SF大賞が決まったらしい。
最相葉月「星新一 一〇〇一話をつくった人」が真面目に書かれた立派な本であることは認めよう。しかしねえ。なんか溜息出ちゃうねえ。いかに、ん万光年の彼方を見詰めるのに忙しくて浮世で今何が起っているかなんて目に入りません、なSFの方々(日本SF伝統の「言語SF」だってさ——やれやれ、そんなレッテルに何か意味があると思うのは内輪だけだ。もう少し公の場で通用する物言いができないのか?)にだって、今年SFのレーベルで出版された作品には他に顕彰すべき作品があったことくらい御判りだろうに。
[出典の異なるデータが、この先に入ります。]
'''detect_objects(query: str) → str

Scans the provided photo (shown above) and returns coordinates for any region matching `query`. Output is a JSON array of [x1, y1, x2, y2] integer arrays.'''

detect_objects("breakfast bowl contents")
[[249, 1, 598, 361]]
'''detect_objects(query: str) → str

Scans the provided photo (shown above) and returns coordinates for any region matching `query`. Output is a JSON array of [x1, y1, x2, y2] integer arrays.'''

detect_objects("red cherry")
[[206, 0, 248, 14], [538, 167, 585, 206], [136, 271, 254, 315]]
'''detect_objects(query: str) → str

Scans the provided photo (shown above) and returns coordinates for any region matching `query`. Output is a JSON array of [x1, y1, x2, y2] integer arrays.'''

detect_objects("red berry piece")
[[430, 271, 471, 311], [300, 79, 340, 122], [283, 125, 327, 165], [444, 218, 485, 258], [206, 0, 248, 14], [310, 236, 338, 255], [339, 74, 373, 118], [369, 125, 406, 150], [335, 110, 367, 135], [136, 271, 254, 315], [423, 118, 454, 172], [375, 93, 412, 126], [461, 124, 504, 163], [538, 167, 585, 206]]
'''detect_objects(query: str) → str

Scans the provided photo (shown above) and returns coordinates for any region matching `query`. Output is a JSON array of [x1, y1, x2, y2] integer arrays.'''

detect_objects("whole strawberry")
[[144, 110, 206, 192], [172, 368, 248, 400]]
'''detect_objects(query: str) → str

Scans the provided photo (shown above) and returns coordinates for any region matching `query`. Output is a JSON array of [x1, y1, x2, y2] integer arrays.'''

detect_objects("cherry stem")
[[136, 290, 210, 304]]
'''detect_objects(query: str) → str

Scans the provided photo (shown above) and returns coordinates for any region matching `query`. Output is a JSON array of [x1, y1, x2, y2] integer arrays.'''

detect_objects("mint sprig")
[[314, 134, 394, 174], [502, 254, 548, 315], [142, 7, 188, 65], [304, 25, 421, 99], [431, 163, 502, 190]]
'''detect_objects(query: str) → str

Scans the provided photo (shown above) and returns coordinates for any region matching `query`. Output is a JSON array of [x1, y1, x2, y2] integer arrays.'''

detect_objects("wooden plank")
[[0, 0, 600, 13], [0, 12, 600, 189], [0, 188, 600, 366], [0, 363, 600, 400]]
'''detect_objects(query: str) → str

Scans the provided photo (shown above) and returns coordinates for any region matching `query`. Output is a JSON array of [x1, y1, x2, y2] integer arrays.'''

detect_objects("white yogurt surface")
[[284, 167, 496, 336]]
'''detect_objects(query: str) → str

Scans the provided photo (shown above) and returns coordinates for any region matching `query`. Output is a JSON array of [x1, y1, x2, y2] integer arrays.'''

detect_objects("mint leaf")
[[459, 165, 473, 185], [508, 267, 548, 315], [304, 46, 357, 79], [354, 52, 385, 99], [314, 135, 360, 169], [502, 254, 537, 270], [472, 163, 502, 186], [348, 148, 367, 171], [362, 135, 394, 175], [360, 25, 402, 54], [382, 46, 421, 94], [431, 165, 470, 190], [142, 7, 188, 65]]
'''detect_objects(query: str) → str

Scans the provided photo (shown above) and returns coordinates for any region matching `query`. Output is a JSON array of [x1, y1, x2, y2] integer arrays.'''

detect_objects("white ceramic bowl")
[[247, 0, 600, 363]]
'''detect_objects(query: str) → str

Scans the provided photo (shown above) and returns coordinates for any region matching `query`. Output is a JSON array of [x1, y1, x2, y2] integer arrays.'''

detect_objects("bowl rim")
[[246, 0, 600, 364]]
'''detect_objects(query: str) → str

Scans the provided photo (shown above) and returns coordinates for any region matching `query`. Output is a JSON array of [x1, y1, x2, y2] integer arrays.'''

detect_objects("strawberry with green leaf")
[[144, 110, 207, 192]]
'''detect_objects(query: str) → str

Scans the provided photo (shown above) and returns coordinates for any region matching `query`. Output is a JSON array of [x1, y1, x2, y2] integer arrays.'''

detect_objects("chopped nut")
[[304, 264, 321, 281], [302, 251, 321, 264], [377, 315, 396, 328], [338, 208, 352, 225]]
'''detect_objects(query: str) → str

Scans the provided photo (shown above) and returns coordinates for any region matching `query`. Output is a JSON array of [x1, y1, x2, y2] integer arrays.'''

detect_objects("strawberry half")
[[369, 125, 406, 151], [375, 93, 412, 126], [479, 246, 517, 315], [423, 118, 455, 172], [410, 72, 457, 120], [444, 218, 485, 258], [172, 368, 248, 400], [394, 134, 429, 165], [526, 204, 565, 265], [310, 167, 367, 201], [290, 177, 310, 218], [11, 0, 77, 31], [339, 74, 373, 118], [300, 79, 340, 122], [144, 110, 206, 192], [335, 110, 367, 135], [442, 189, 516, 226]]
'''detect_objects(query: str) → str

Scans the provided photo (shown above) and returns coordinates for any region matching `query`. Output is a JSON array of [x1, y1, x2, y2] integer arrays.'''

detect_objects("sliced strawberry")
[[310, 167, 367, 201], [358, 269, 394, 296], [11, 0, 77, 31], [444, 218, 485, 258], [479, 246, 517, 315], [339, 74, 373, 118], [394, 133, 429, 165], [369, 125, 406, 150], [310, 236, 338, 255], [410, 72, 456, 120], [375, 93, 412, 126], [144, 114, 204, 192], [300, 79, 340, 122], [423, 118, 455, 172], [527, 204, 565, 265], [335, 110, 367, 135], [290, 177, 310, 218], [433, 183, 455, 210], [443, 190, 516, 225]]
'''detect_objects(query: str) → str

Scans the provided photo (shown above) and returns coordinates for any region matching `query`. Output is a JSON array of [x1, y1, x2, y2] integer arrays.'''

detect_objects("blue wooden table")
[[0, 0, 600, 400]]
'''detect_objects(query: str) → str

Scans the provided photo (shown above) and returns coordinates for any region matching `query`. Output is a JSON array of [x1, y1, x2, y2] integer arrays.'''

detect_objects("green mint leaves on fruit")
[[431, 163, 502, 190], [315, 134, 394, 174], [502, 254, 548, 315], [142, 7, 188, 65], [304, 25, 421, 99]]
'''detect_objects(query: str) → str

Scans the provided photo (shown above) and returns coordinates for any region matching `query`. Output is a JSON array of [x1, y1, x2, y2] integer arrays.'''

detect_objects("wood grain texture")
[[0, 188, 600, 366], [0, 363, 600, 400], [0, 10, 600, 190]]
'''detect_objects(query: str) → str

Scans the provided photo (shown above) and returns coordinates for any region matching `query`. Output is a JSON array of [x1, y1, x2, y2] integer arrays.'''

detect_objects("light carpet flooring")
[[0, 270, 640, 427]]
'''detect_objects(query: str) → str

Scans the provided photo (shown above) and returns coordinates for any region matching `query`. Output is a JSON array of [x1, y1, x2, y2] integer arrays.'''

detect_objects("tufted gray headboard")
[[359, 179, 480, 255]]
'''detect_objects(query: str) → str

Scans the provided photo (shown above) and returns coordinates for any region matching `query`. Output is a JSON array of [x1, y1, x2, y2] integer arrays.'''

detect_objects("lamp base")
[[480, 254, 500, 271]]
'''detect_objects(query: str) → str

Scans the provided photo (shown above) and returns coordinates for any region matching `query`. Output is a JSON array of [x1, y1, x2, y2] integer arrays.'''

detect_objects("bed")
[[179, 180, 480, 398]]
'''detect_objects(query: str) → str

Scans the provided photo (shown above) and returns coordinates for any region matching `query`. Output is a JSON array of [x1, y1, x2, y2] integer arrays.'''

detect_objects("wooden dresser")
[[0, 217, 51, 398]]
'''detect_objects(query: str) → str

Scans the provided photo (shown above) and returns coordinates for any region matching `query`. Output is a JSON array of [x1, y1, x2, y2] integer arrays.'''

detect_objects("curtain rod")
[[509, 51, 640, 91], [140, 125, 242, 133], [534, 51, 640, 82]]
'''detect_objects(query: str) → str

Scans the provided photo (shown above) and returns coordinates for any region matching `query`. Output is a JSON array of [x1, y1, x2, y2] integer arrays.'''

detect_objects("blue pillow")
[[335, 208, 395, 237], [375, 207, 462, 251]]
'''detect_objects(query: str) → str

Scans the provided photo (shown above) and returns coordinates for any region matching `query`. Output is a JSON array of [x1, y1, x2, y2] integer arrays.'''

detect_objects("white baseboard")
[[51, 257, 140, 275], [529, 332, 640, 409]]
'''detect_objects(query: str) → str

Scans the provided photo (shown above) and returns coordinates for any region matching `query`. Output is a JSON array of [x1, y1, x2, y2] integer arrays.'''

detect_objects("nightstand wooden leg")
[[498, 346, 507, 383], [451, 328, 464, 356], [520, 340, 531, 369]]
利権のパイが小さくなればなるだけ、それを囲む人々は保身に走り内輪で慣れ合い、ますますちんけになって、余計、分け合って食べなければならないパイの寸法を縮ませる——端から見てるだけでもうんざりするような保身と慣れ合いのちんけな産物には、誰だって付き合いたくないからだ。てめえら付くもん付いてんのか、ああ? な宦官どものちまちました嫌がらせに辟易して縁を切った身としては、ま、そんなもんだろうね、ではあるのだが、それでも、一度は愛したジャンルを仕切る「業界」のかくの如き劣化は、やはり悲しいものではある。
まあ、終るべきものってのは、こういう風に終って行くものなんだろうけど。